Ghostly fundamentals
bjorn-are.davidsen@s.televerket.tele.no
bjorn-are.davidsen at s.televerket.tele.no
Mon Oct 10 11:48:03 CET 1994
Being rather heavily religious biased myself (I like it) I will try to make some
fundamental comments on ghosts and fundamentalists.
In general, I think much of the problem is outside the area of "fundamentalist
beliefs supported by the Bible" and very much more into "cultural prejudices
supported by a puritan tradition". This is not made any better by the main
cultural prejudices concerning comics (both in the US and I guess in all of
Scandanivia, at least in Norway), such as
1) They are for children and those in their early teens only
2) They should be sound and harmless and confirm in every part to the
American way of life
3) They can't - and shouldn't if they could - deal with serious issues like
life and death (and what comes after)
Dwight wrote:
>The lady seemed sincerely convinced that if children saw
>witches in popular media like comic books, they would be
>softened up for any Satanist recruiters who came by.

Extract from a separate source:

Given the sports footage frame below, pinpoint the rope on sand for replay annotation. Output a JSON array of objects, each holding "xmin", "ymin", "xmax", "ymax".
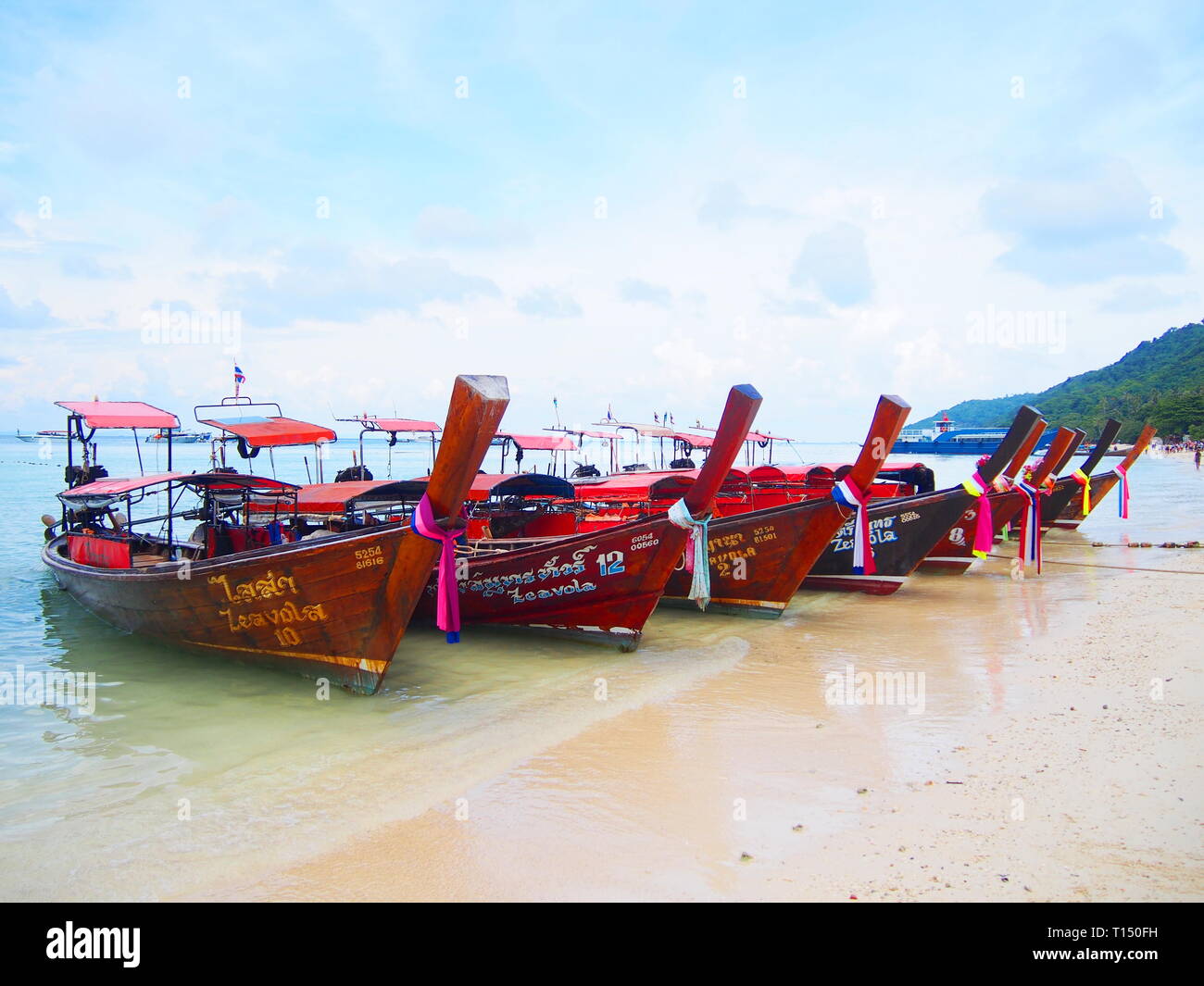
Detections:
[{"xmin": 991, "ymin": 554, "xmax": 1204, "ymax": 576}]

It always puzzles me when someone seems to mean that witches (or other
beings into or of the supernatural) could influence anyone negatively, just
by being shown. Had they been shown as neat and nice ladies I could
have understood it better, however it's long and far between positive
portrayals of witches, ghouls, demons or pagan gods in literature. And
when they are shown as good they seldom convinces anyone, although in
children's literature there has been some nice kid vampires lately, without
vampirism growing much in Norway.
> I exchanged a couple of letters with a fundamentalist Christian fan
>who was extremely upset about pagan goddesses appearing
>in a comic book he wanted to like...
How sad! He wil be missing a lot if not being able to enjoy Sandman, Lord
of The Rings, Silmarillion, the Narnia series, the Dive Comedy, Arabian
Knights or Norwegian Fairy Tales (highly recommended!) to mention but a few
> This is my comic book and what I say goes. And what I say is that
>she's a goddess. I almost hated to disappoint the guy, since he was
>trying so hard to like my modest little funnybook, but I can't please
>everybody.
>And Don Rosa doubtless feels the same way, so there you have it!

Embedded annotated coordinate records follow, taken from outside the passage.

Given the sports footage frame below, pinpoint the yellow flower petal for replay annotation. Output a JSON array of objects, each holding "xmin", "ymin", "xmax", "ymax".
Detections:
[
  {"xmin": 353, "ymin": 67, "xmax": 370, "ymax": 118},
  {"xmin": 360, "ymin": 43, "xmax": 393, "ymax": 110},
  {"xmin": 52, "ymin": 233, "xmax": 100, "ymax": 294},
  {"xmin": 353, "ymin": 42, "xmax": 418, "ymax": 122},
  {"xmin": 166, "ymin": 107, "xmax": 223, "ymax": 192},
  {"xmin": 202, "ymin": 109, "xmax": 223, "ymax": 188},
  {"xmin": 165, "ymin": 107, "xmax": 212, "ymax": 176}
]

Keep on with your godesses! I think every author has the right to make stories
about any kind of character! And that every reader, critic and other author have
just as much right to critisise it (and try to make better stories) when those
characters or stories does not ring "true" or may give a false picture of reality,
paganism, godesses, cats or whatever.
Wilmer wrote:
>As for thefundamentalists who object to supernatural elements in Disney
>comics,they should be forced to watch all the witch cartoons such as Snow
>White and Sleeping Beauty, the fairy cartoons such as Peter Pan, the ghost
>cartoons such as Night on Bald Mountain from Fantasia, ad infinitum.
>Then, when they write their protest letters to the Powers That Be in
>Disney, they won't single out the comic books as the root of all evil.
>Anyway, these people probably regard the very concept of a talking
>duck as blasphemy.
I agree with you in full, except for the last sentence. My experience is that they
tend to really enjoy duck comics ("Donald Duck is so funny"), and to hate
people comics (except for Asterix, Peanuts and Calvin and Hobbes, which all
perhaps more are in the vein of cartoon comics).
Don:
I think I (or at least Geir) commented upon this when Lo$ 5 appeared in Norway,
however just to repeat myself (or Geir) I would like to say that I really enjoyed
your story! It's great fun! And convenient for talking about death and the afterlife
for one's children (who BTW are exposed a lot to these kind of things in other
comics, children books, fairy tales and real life)! And I guess noone (except any
Rosa fundamentalist camp) will take your portrayal of heaven serious (golfing
and all that). To me it's the CONCEPT that's important. It's Heaven or not
Heaven. It's not WHAT KIND OF which is being shown that makes my mind
wander and wonder. Heaven is one of those things (like life) where it really is
hard to say what it's all about, but where everyone has the right to think for
themselves. Which of course, also includes the right to think as fundamentalists,
or even as a none fundamentalist Christian, which incidentially is by far the most
common kind of Christianity...
I think (to go back to my historical lectures of last year) that art bashing has been
very seldom in the Christian world the last couple of thousand years. I think the
very few exceptions have been the iconoclasm in the Eastern Church in the 8th
century and the puritan movement in the Protestant world in the 17th century.
Now, where would USA have been without those Puritans?